The structural engineers used such advanced modeling programs as CATIA, Rhino, and Grasshopper to design the museum’s steel framework, and the layout proved far more complex than what would be used for typical buildings. With few flush lines or right angles, various unique structural elements were required to support the museum’s endless number of curves, bends, nooks, and crannies—resulting in structural schemes in which as many as 15 steel members would be joined at a single node.
Different structural approaches were used for each layer of the museum. The ground “roots” level was constructed using reinforced concrete, while the “mountain” level above it was framed using steel members made into five, separate irregularly shaped boxes within a stone facade. The “cloud” portion built on the museum’s south and west sides used steel members running adjacent to its glass façade, and a similar approach was used to construct the 50 m tall Tower of Hope.
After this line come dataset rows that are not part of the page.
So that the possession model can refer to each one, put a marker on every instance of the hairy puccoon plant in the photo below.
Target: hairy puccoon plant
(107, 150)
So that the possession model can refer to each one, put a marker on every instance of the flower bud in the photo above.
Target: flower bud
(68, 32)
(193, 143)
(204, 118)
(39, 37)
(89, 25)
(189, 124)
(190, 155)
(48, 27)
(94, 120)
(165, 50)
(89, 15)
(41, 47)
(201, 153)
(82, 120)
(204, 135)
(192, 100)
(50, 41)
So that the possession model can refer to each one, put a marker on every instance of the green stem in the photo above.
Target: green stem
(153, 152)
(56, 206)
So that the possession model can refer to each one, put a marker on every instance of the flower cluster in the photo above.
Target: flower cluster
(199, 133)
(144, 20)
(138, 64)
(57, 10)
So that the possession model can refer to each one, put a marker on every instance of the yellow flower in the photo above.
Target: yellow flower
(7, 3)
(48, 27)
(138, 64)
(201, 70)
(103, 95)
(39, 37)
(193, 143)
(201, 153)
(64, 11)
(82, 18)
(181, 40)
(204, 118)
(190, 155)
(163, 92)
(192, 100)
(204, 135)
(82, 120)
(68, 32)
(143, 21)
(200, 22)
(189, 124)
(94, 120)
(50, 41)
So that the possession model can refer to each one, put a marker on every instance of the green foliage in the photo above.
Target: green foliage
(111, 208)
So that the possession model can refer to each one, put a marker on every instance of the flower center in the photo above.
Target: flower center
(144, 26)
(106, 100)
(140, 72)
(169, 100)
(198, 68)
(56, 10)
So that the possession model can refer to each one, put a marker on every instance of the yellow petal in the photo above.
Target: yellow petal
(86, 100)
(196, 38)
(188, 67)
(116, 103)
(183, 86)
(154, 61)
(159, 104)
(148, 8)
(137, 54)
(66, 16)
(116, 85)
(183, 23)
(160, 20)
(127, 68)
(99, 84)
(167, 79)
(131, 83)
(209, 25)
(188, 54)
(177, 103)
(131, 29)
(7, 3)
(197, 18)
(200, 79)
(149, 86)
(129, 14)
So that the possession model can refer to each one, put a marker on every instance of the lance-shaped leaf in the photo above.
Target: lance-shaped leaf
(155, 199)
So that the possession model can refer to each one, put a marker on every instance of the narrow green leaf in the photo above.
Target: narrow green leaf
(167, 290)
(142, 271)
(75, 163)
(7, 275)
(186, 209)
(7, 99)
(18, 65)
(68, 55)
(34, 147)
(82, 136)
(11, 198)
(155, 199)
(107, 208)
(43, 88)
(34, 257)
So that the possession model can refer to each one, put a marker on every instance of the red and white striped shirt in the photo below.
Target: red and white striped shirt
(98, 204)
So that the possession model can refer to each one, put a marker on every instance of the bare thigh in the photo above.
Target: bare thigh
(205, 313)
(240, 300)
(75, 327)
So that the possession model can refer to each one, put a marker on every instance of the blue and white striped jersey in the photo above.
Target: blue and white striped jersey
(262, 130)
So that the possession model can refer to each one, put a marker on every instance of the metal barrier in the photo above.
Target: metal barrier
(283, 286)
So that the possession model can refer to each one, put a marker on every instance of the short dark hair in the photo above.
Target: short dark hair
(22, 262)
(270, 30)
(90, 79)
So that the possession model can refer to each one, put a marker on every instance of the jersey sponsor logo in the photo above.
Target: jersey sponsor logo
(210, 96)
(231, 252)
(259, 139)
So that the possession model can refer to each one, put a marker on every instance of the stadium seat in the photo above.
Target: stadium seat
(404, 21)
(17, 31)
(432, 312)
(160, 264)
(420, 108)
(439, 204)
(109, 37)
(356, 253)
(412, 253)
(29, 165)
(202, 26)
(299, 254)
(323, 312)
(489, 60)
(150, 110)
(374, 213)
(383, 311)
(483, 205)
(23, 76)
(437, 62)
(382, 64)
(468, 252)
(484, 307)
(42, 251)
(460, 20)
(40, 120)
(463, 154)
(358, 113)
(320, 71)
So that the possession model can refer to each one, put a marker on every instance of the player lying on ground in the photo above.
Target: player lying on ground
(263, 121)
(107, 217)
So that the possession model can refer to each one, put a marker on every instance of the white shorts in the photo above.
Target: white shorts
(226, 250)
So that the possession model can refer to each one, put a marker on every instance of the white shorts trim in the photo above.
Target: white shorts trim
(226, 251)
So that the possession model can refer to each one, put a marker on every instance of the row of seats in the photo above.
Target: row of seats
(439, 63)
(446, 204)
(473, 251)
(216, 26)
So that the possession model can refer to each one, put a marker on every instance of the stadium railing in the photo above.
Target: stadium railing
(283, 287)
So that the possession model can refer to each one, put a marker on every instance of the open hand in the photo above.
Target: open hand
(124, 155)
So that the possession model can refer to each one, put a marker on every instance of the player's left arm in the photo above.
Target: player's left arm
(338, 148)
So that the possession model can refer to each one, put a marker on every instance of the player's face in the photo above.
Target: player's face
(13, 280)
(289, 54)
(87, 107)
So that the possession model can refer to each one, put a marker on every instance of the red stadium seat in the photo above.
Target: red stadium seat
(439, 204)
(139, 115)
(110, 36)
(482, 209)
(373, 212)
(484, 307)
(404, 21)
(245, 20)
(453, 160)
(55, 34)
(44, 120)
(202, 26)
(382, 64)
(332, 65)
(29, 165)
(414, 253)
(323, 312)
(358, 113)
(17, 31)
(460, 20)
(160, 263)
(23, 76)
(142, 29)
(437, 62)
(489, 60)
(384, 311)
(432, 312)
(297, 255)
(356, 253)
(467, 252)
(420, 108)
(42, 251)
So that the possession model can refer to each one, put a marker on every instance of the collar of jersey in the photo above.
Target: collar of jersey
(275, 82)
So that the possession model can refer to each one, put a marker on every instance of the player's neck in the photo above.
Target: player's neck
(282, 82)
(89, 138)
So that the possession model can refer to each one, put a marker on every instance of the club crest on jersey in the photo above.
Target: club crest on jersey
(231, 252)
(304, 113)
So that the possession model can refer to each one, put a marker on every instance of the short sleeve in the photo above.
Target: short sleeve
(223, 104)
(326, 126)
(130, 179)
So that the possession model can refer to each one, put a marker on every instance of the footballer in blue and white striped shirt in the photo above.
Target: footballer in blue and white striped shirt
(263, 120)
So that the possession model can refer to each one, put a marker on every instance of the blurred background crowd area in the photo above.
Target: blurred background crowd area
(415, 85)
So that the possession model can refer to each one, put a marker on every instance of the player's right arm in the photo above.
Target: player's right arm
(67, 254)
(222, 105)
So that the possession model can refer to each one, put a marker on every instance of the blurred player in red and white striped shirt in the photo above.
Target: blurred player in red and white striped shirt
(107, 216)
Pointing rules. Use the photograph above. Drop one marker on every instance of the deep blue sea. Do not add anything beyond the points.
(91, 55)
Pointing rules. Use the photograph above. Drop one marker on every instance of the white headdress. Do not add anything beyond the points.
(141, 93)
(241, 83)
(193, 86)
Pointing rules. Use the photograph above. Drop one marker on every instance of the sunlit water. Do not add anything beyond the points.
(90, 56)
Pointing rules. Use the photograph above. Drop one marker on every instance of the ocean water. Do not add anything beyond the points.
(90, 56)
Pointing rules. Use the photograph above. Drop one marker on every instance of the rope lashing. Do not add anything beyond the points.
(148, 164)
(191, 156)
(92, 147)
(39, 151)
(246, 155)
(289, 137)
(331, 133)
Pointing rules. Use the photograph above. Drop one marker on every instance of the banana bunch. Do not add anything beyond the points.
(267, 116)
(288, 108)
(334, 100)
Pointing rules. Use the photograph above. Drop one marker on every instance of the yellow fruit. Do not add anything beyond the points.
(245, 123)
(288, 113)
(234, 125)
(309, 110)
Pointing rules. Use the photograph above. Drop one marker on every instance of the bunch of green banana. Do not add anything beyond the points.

“The challenge here was that there was no typical column and there was no typical beam, so every single piece—no matter how small—was a custom piece,” Erakovic says. “If you look at a standard design, you probably design about 20 percent of the elements and the rest is sort of recycled. In this case, we had to closely watch and detail the design of every single element.”
Construction of the museum began in 2009, as crews broke ground on a 24,000 m2 site in the Forks, a low-lying historic district in downtown Winnipeg. The site is located in a floodplain atop a supercharged aquifer, meaning that engineers had to equip construction caissons with numerous pumps to keep out groundwater.
In addition, crews had to contend with a sometimes brutal climate in Winnipeg, where temperatures can dip as low as –40ºF in the winter and rise to more than 95ºF in the summer. While such conditions can be uncomfortable for workers, Erakovic says that the greater issue is that such extreme temperatures can damage a building over time.
“Good structures show how good they are in this climate,” Erakovic says. “This weather wears and tears anything, so attention to detail in the structure is key and understanding the climate is key.”
As construction began, engineers worked with one another and with museum architects to turn what started as an idea into massive building unlike anything the city had seen before. Materials were delivered from all over the world—glass for the museum’s 5,400 m2 cloudlike façade came from Germany, 5,400 metric tons of steel were shipped from Ontario, and 17,800 m3 of concrete was made locally.
Cantilevered elements of the museum required temporary supports during construction, and crews used scaffolding inside the museum’s main hall to complete its ceiling before beginning the finishing work on its 770 m network of ramps.
In many cases, the engineers had to manage overlapping projects while keeping track of scheduling and safety requirements, but they say that communication and teamwork between the firms made the task relatively easy. They add that effective planning and use of 3-D modeling beforehand resulted in the relatively stress-free completion of what Erakovic called “the easiest complicated job” that he has ever done.
“I didn’t hear of any significant problems that we had with any of the structural steel connections,” Duerksen says. “Everything just fit together perfectly.”
The Canadian Museum for Human Rights has won numerous design and engineering awards, including the 2014 award for Global Best Cultural Project from the Engineering News-Record, and two awards from the Ontario division of the Canadian Institute of Steel Construction (CISC). The museum as well as its builders and designers will receive two CISC Ontario steel design awards of excellence in the “projects constructed outside of Ontario” category.
“This was a long journey, but it was very enjoyable in the end,” Erakovic says. “There were a whole bunch of challenges, but everything got resolved.”